Let’s say you don’t have a single USDT in your wallet. You saw the risks a mile away, laughed at the idea of this so-called “safe haven,” and kept your savings in the “right” assets: good old BTC, privacy-focused XMR, maybe even that market-sweeping HYPE token that’s always getting bought up. You feel bulletproof. If your neighbor’s house is on fire — not your problem, right?

But in crypto, all the houses are connected to the same gas line.

Even the most cautious crypto investor on the planet — cold wallet, self-custody, no exposure to anything shady — will still feel the heat. You might hold the keys to your shiny car… but what good are they if the roads are gone and no one’s making gasoline? Your Bitcoin is intact. But its value, like always, is set by the market. And in this case, the market will be partly destroyed and partly panicking.

The price discovery mechanism will break down. People and institutions will dump anything that someone is still willing to buy. And that wave of panic will drag down the price of your supposedly safe Bitcoin, hard. In a systemic meltdown like this, there are no safe harbors.

Then again… maybe this would be the perfect moment to buy more?

What Comes After: Ashes and New Growth

When the smoke clears and the echoes of the last liquidations fade, what will remain of the crypto economy as we know it? If the industry enters a USDT collapse with the same level of dependence it shows today, the fallout will be on par with an extinction-level event. Think: the meteor that wiped out the dinosaurs. After that, nothing is ever the same.

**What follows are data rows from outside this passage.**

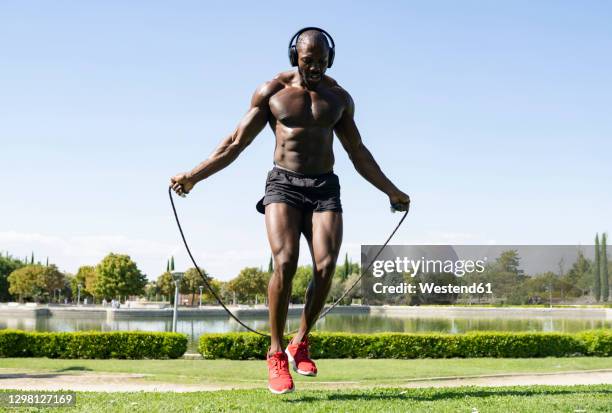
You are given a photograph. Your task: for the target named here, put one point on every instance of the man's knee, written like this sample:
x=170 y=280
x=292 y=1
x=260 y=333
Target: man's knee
x=325 y=267
x=285 y=265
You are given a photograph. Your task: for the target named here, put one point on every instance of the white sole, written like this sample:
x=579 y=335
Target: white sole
x=281 y=391
x=294 y=366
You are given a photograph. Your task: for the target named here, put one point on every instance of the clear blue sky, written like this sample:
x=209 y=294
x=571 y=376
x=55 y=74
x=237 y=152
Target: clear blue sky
x=495 y=118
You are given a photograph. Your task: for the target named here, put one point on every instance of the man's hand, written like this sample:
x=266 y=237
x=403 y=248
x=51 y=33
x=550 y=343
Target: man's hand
x=399 y=201
x=181 y=184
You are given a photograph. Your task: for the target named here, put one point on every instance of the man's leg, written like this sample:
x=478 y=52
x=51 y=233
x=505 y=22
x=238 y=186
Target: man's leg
x=324 y=235
x=284 y=224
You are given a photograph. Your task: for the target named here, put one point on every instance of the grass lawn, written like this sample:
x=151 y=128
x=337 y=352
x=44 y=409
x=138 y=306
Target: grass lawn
x=360 y=372
x=462 y=399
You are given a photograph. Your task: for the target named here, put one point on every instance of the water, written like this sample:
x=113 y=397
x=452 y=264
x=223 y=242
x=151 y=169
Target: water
x=362 y=323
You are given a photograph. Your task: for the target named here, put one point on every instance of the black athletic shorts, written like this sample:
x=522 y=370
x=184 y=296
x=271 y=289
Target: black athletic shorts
x=307 y=192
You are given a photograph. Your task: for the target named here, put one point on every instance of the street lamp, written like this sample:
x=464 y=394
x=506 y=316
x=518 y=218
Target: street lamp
x=177 y=277
x=79 y=294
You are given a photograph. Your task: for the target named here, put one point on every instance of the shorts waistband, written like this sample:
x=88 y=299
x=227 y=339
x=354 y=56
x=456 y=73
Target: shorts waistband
x=301 y=175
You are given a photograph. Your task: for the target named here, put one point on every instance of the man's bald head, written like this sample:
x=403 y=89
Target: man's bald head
x=312 y=38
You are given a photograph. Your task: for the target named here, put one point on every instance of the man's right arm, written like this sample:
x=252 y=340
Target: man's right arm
x=228 y=150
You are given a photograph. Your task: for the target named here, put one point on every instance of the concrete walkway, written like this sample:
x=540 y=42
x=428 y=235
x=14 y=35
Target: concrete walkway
x=100 y=382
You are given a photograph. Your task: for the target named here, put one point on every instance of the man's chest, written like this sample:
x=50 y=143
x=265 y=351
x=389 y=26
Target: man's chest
x=295 y=107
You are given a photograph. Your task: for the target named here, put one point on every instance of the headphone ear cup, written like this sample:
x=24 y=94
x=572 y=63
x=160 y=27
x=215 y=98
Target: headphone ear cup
x=293 y=56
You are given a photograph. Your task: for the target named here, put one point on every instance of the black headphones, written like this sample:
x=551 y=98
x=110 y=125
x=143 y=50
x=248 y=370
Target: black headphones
x=293 y=47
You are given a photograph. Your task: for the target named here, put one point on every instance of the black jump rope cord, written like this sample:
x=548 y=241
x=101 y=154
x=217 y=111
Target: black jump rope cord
x=212 y=291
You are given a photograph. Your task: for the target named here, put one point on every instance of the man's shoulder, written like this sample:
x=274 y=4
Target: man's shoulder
x=267 y=89
x=335 y=87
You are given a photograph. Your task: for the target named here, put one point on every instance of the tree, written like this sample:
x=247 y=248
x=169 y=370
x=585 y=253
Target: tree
x=579 y=276
x=118 y=276
x=301 y=280
x=249 y=284
x=8 y=264
x=86 y=276
x=191 y=282
x=165 y=284
x=35 y=281
x=605 y=286
x=596 y=271
x=509 y=261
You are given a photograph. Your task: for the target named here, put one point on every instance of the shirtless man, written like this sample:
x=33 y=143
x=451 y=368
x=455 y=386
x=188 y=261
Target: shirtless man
x=304 y=108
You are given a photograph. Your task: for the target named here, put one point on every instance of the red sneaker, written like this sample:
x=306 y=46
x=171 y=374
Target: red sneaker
x=299 y=357
x=279 y=378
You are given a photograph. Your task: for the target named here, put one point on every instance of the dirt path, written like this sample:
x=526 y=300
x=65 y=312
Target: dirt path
x=104 y=382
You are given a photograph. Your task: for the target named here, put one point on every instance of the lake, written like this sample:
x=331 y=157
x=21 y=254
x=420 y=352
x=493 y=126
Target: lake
x=356 y=323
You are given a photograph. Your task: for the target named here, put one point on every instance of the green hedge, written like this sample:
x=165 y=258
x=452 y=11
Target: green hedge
x=92 y=345
x=242 y=346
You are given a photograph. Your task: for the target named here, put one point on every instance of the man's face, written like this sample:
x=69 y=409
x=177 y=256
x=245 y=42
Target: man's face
x=312 y=62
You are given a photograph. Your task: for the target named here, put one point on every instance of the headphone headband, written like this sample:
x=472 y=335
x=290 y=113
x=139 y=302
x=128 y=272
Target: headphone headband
x=293 y=47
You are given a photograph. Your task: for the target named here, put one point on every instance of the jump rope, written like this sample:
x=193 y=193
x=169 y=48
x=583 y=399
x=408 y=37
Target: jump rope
x=322 y=315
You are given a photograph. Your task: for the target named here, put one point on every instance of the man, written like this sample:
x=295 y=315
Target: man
x=304 y=108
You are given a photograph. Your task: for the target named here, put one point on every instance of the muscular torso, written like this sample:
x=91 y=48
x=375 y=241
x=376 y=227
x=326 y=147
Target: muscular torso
x=303 y=122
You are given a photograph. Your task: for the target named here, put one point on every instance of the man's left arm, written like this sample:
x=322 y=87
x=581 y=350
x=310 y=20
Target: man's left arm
x=362 y=159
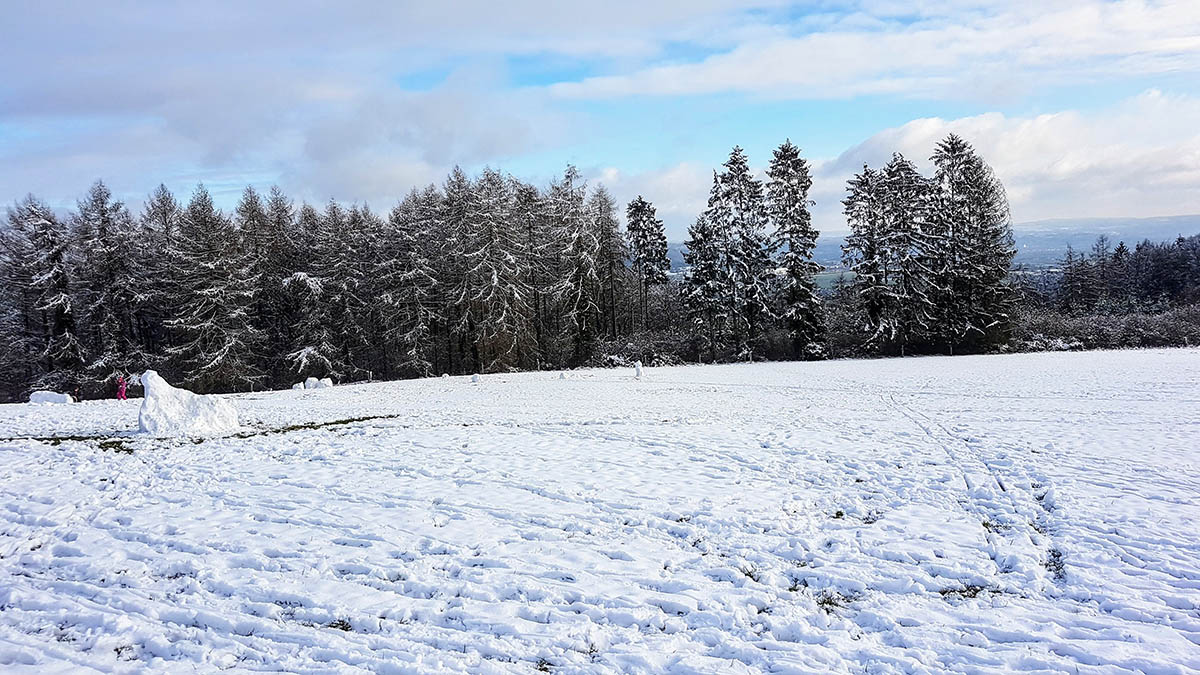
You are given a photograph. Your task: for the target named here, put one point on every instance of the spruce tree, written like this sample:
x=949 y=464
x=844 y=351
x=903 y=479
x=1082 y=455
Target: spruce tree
x=575 y=262
x=408 y=280
x=911 y=292
x=864 y=251
x=111 y=285
x=46 y=305
x=976 y=250
x=497 y=298
x=795 y=239
x=313 y=350
x=738 y=216
x=159 y=234
x=217 y=344
x=648 y=250
x=611 y=257
x=705 y=287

First, we’ll enter a long, painful crypto winter. The trust this industry has spent years building could evaporate overnight. Global regulators — who once merely wagged fingers — will suddenly have the perfect excuse to roll out harsh, suffocating rules in the name of investor protection. For years, we’ll witness an endless stream of bankruptcies and court battles as people try to recover even a fraction of what they lost. And to institutional investors, “crypto” will once again sound like a dirty word.

But like any wildfire, no matter how destructive, the blaze will clear out the underbrush — and make room for something new to grow.

The first green shoots will appear in the stablecoin sector. A mass exodus toward quality is inevitable. The era of the black-box stablecoin running on trust alone will be over. Users will demand not just flashy promises, but audited reports, full transparency, and 100% on-chain collateral. The projects that can deliver this will become the new giants of the industry.

More than that, the fall of a centralized stablecoin like USDT could become the best advertisement for truly decentralized alternatives. After learning hard lessons from both UST and USDT, the crypto world will pour its energy into building a new kind of stablecoin — one that is resilient, transparent, and free from the control of any single company. That push could unleash a new wave of real innovation.

And maybe the most important silver lining of all is this: the survivors — you and me — will come out of the crisis with a lifelong immunity to blind trust. The age of “just trust us” will be over. We’ll all learn to ask the hard questions:
Why is this worth what it’s worth? What guarantees that it’ll hold its value tomorrow? What are the risks?

It will be painful. Brutal, even. But it may be the single most important lesson this ecosystem ever learns — and the one that makes it stronger than ever.